- Born: So Shook-mei (Chinese: 蘇淑眉) 1934 (age 91–92)
- Other names: Hong Nan, Siu Nam-Hung, So Shook-Mei, Nam Hung
- Occupations: Actress; film producer;
- Years active: 1952–1997
- Known for: Co-founder of Rose Motion Picture Company
- Spouse: Chor Yuen (1967–2022)

= Hung Nam =

Chinese actress and producer

Hung Nam (南紅, born 1934), born So Shook-Mei (蘇淑眉), is a Chinese actress and film producer from Hong Kong. Nam is credited with over 170 films.

== Career ==
Nam started as a Cantonese opera performer and she was a Hung Sin Nui’s protégé. Nam studied Cantonese opera under Hung Sin Nui for six years.

In 1952, Nam started her acting career.
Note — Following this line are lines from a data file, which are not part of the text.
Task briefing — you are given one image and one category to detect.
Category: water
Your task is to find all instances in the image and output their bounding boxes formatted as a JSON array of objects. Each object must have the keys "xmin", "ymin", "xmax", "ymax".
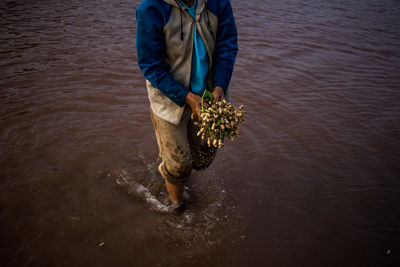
[{"xmin": 1, "ymin": 0, "xmax": 399, "ymax": 266}]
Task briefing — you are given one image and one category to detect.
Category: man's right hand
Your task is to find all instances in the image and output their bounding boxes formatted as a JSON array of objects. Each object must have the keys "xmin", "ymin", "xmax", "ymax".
[{"xmin": 185, "ymin": 92, "xmax": 205, "ymax": 119}]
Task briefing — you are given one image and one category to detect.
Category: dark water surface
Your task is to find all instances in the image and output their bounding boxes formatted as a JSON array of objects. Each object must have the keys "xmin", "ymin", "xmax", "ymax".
[{"xmin": 1, "ymin": 0, "xmax": 400, "ymax": 266}]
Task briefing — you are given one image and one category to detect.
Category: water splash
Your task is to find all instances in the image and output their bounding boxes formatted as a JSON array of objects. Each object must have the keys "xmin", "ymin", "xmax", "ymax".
[
  {"xmin": 114, "ymin": 158, "xmax": 243, "ymax": 262},
  {"xmin": 116, "ymin": 170, "xmax": 176, "ymax": 213}
]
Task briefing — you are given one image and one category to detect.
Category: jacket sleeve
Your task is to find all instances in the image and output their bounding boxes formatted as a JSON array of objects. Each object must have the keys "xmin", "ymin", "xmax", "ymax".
[
  {"xmin": 212, "ymin": 0, "xmax": 238, "ymax": 93},
  {"xmin": 136, "ymin": 3, "xmax": 189, "ymax": 107}
]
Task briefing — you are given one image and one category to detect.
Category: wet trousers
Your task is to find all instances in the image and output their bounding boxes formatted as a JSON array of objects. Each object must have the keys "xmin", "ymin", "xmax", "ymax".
[{"xmin": 150, "ymin": 106, "xmax": 217, "ymax": 185}]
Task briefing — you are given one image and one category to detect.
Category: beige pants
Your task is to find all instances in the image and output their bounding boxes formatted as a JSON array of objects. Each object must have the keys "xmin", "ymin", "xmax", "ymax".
[{"xmin": 150, "ymin": 106, "xmax": 217, "ymax": 185}]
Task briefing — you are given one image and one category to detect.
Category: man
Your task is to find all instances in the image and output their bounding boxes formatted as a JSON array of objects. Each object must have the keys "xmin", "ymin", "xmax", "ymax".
[{"xmin": 136, "ymin": 0, "xmax": 238, "ymax": 208}]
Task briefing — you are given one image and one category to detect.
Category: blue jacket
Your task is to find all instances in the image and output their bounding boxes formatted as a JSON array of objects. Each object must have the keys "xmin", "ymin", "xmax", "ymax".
[{"xmin": 136, "ymin": 0, "xmax": 238, "ymax": 124}]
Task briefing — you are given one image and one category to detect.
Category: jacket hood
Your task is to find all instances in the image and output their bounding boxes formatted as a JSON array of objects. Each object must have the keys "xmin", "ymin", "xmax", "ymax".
[{"xmin": 163, "ymin": 0, "xmax": 207, "ymax": 14}]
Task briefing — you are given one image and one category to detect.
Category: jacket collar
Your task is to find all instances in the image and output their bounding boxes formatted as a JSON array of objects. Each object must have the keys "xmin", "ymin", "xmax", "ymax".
[{"xmin": 164, "ymin": 0, "xmax": 206, "ymax": 15}]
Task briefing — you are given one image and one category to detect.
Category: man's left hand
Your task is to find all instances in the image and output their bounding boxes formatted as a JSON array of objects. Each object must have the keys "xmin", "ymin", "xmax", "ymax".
[{"xmin": 212, "ymin": 86, "xmax": 226, "ymax": 104}]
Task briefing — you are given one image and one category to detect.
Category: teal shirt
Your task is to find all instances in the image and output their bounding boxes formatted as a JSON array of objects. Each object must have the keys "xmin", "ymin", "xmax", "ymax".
[{"xmin": 178, "ymin": 0, "xmax": 209, "ymax": 96}]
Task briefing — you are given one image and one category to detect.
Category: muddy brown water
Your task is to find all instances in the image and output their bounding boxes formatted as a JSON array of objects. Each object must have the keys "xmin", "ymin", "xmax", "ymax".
[{"xmin": 1, "ymin": 0, "xmax": 400, "ymax": 266}]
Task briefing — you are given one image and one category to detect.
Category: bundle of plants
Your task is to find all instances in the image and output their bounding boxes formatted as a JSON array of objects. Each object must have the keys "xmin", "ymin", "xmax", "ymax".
[{"xmin": 191, "ymin": 90, "xmax": 245, "ymax": 148}]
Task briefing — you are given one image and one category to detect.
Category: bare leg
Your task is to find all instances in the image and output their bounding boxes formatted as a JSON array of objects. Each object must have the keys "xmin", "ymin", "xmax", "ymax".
[
  {"xmin": 164, "ymin": 179, "xmax": 184, "ymax": 204},
  {"xmin": 158, "ymin": 163, "xmax": 184, "ymax": 205}
]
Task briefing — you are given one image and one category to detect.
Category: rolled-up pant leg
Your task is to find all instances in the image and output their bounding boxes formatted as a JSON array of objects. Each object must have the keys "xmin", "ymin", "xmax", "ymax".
[{"xmin": 150, "ymin": 107, "xmax": 192, "ymax": 185}]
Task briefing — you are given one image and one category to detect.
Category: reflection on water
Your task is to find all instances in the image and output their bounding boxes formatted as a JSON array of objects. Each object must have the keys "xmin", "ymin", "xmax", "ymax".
[{"xmin": 1, "ymin": 0, "xmax": 400, "ymax": 266}]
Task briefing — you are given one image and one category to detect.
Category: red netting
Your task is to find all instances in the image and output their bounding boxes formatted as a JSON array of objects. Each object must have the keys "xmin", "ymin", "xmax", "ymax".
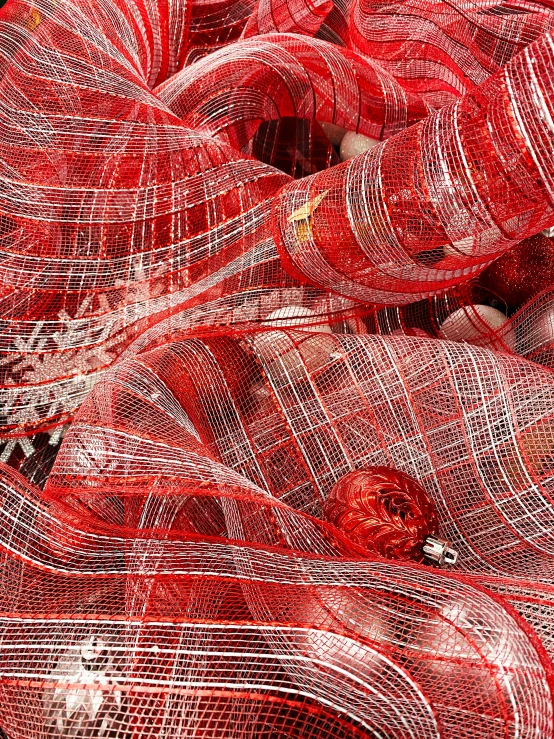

Nam debuted in Red Rose, the Songstress, a 1952 drama film directed by Chun Kim. Nam was known for her lead role as Xiaolongnü in The Story of the Great Heroes (Part 1 to Part 4), 1960-1961 martial arts films directed by Lee Fa. The films were an adaption from Louis Cha's novel The Return of the Condor Heroes. In 1962, Nam co-founded Rose Motion Picture Company. In 1963, Nam became a producer. Nam was both a producer and a lead actress in films such as Tear-Laden Rose (1963), The Black Rose (1965), Love Never Fades (1965), Spy with My Face (1966), and Wise Wives and Foolish Husbands (1969), where her husband was the director. Nam's last film was Black Rose II, a 1997 comedy film directed by Jeff Lau Chun-Wai and Corey Yuen Kwai. Nam is credited with over 170 films.

== Filmography ==
=== Films ===
This is a partial list of films.
- 1952 Red Rose, the Songstress
- 1952 Girl in Red (一丈紅)
- 1952 A Melancholy Melody (Part 2)
- 1952 A Ready Lover
- 1954 Autumn - Chun Lan.
- 1957 She Married an Overseas Chinese (aka China Wife) - Chong So-Ching.
- 1957 The Whispering Palm (aka Moon Over Malaya) - Leung Choi Lin.
- 1959 Orchid in the Storm (aka Twilight of Love)
- 1960 The Story of the Great Heroes (Part 1) - Xiaolongnü
- 1960 The Story of the Great Heroes (Part 2)
- 1961 The Story of the Great Heroes (Part 3)
- 1961 The Story of the Great Heroes (Part 4)
- 1963 Tear-Laden Rose - also as Producer.
- 1965 The Black Rose - Chan Mei-Yi. Also as Producer.
- 1965 Love Never Fades - also as Producer.
- 1966 Spy with My Face - Chan Mei-Yi. Also as Producer.
- 1966 Lady Bond (Chivalrous Girl) - Lee Ping.
- 1967 The Great Lover - Lam Yuk-Hing.
- 1967 My Darling Wife
- 1967 Romance of a Teenage Girl (a.k.a. Young Love, a.k.a. A Young Girl's Love) - Kit-Hung.
- 1967 They All Fall in Love - Suk-Han.
- 1967 To Rose with Love - Actress, screenwriter.
- 1969 Wise Wives and Foolish Husbands - also as Producer.
- 1986 Last Song in Paris - Chin Mei.
- 1997 Black Rose II

== Personal life ==
Nam's husband was Chor Yuen, a film director, screenwriter, and actor. They were married since 1967 until Yuen's death in 2022.